Purpose: The introduction of human papillomavirus (HPV) vaccines, which protect against cancer-causing HPV types, in the United States (U.S.) provides opportunities for primary prevention of several cancers and may also alleviate existing racial/ethnic disparities. Our objective was to project changes in HPV-associated cancer incidence and mortality among racial/ethnic groups under various coverage assumptions with the currently available bivalent and quadrivalent HPV vaccines, as well as with the newly-approved nonavalent vaccine, which protects against 7 oncogenic HPV types.

Methods: We employed cancer-specific mathematical models to project the lifetime risks of developing and dying from six HPV-associated cancers under alternative HPV vaccination scenarios. The models reflected gender-, age- and racial/ethnic-specific heterogeneities in HPV type distribution, cancer incidence, and survival in order to project potential widening or narrowing of disparities across five racial/ethnic subgroups. We assumed current U.S. HPV vaccination coverage rates, as well as scenarios of high (e.g., measles, mumps, rubella) coverage. We assumed 100% lifelong efficacy against the HPV genotypes targeted by the vaccine. Summary metrics for overall changes in disparity included the absolute, relative, and index of disparity, using the “best-off” racial/ethnic group as the reference group.

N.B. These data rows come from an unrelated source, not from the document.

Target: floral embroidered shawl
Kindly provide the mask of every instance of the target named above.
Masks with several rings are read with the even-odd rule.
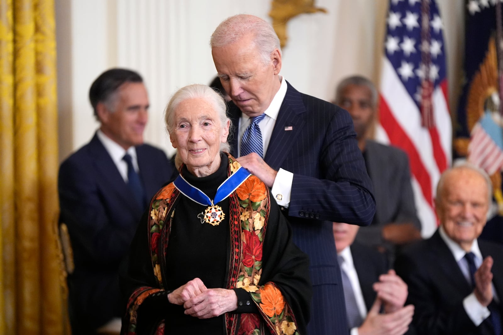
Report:
[[[230,155],[228,155],[228,175],[230,175],[240,166]],[[163,268],[164,258],[169,241],[172,219],[175,215],[176,203],[180,196],[184,195],[171,183],[161,189],[151,201],[148,225],[149,249],[152,271],[158,286],[138,288],[130,296],[127,312],[123,323],[123,334],[136,334],[135,329],[138,322],[136,312],[138,306],[145,299],[152,295],[167,295],[167,288],[176,288],[164,287],[162,274],[169,272],[167,269]],[[279,212],[275,202],[274,205],[276,207],[273,207],[273,210]],[[249,292],[258,308],[261,317],[257,314],[226,313],[227,334],[268,333],[269,332],[265,332],[265,327],[273,334],[298,335],[299,333],[298,322],[282,290],[274,282],[266,281],[266,278],[262,278],[264,240],[269,225],[273,224],[269,222],[271,210],[269,189],[254,175],[248,177],[229,196],[229,208],[226,211],[230,215],[230,245],[235,246],[236,248],[230,248],[231,262],[225,288],[242,288]],[[277,214],[276,217],[278,216],[283,218],[281,214],[279,215]],[[267,238],[275,238],[268,236]],[[291,240],[289,243],[292,243]],[[284,250],[293,250],[293,248],[296,249],[294,246],[292,248],[289,244],[285,245]],[[295,250],[294,252],[296,252]],[[294,258],[299,259],[299,257]],[[300,266],[299,268],[301,270],[305,269],[303,271],[307,272],[307,265],[305,267]],[[308,279],[300,279],[298,283],[301,283],[299,284],[301,286],[310,286]],[[308,296],[308,301],[302,297],[303,299],[296,301],[296,305],[303,300],[304,303],[308,304],[310,294],[306,296]],[[301,319],[303,320],[304,318]],[[163,328],[163,323],[160,324],[160,327]]]

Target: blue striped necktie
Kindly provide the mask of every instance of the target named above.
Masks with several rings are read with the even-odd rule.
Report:
[[[133,167],[133,162],[129,154],[124,155],[122,159],[127,164],[127,184],[134,194],[135,198],[138,204],[141,207],[145,205],[144,196],[143,195],[143,187],[141,186],[140,176]]]
[[[266,117],[263,113],[254,118],[252,123],[248,126],[243,137],[241,139],[241,150],[239,156],[245,156],[252,152],[256,152],[261,157],[264,157],[264,147],[262,143],[262,133],[260,131],[259,123]]]

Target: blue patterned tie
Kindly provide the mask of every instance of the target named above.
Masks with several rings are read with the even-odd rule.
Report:
[[[337,256],[339,261],[339,266],[341,267],[341,276],[343,279],[343,288],[344,290],[344,301],[346,302],[346,315],[348,317],[348,325],[350,329],[358,327],[362,324],[363,319],[360,314],[358,305],[356,302],[356,297],[355,296],[355,291],[351,286],[348,274],[343,268],[344,264],[344,258],[339,255]]]
[[[124,155],[122,159],[127,164],[127,180],[128,185],[133,191],[135,198],[138,203],[143,207],[145,205],[144,196],[143,195],[143,187],[141,186],[140,176],[136,173],[133,167],[133,162],[129,154]]]
[[[470,270],[470,279],[471,280],[472,287],[475,287],[475,273],[477,272],[477,267],[475,264],[475,254],[471,251],[466,253],[465,254],[465,259],[466,260],[466,263],[468,265],[468,269]],[[496,335],[501,335],[501,315],[498,311],[498,306],[494,302],[494,299],[491,301],[491,303],[489,304],[487,308],[491,312],[491,315],[489,316],[488,321],[492,326],[494,333]]]
[[[260,157],[264,157],[262,133],[260,131],[259,123],[265,117],[266,114],[264,113],[255,117],[253,119],[252,123],[244,131],[243,137],[241,139],[240,156],[256,152]]]

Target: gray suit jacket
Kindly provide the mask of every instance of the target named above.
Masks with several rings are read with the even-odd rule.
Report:
[[[410,182],[408,158],[401,149],[367,140],[364,154],[374,186],[376,213],[372,224],[358,232],[356,241],[367,246],[391,246],[383,241],[382,229],[390,222],[411,222],[421,230]]]

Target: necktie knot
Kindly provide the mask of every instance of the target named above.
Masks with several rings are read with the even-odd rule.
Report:
[[[343,289],[344,291],[344,302],[346,303],[348,325],[351,329],[359,326],[363,322],[363,319],[360,314],[358,303],[356,301],[355,291],[351,285],[351,281],[346,270],[343,268],[343,264],[345,263],[344,257],[342,255],[338,255],[337,259],[339,262],[341,276],[343,280]]]
[[[122,158],[122,160],[127,164],[128,185],[132,191],[136,201],[143,207],[145,205],[143,187],[141,185],[140,176],[138,175],[134,167],[133,166],[133,159],[130,155],[126,154]]]
[[[245,156],[252,152],[256,152],[260,157],[264,157],[262,133],[259,126],[259,123],[264,120],[266,114],[263,113],[252,119],[252,123],[244,131],[241,139],[241,149],[239,156]]]
[[[477,266],[475,264],[475,254],[470,251],[465,254],[464,257],[468,265],[471,283],[472,286],[475,286],[475,273],[477,272]]]
[[[129,167],[129,164],[131,164],[131,166],[133,166],[133,159],[131,158],[131,155],[129,154],[124,155],[124,157],[122,157],[122,159],[127,163],[128,167]]]
[[[254,117],[252,118],[252,123],[253,124],[257,125],[259,122],[264,120],[264,118],[266,117],[266,114],[262,113],[258,117]]]

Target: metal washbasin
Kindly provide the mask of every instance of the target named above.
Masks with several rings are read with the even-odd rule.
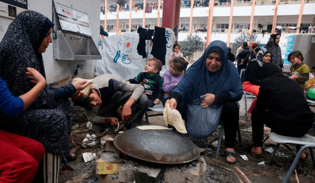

Results: For those individuals not vaccinated against HPV, the burden of HPV-related cancers was the highest among black non-Hispanics and lowest among American Indian/Alaska Natives (AI/AN). Although the absolute risks of developing and dying from HPV-associated cancers decreased under all HPV vaccination scenarios, several disparity‑gaps were projected to widen. For example, compared with no vaccination, the relative disparity gap decreased by 11% for HPV‑associated cancer incidence, but increased by 13% for HPV-associated cancer mortality. Furthermore, several metrics of mortality disparity were the widest when we assumed high vaccination coverage using the nonavalent vaccine.

Conclusions: Implementation of the HPV vaccine has the potential to reduce disparities induced by differential access to health care; however, even with the broad-coverage nonavalent vaccine, disparities will likely still exist and may widen if unequal access to preventive services and cancer treatments persist.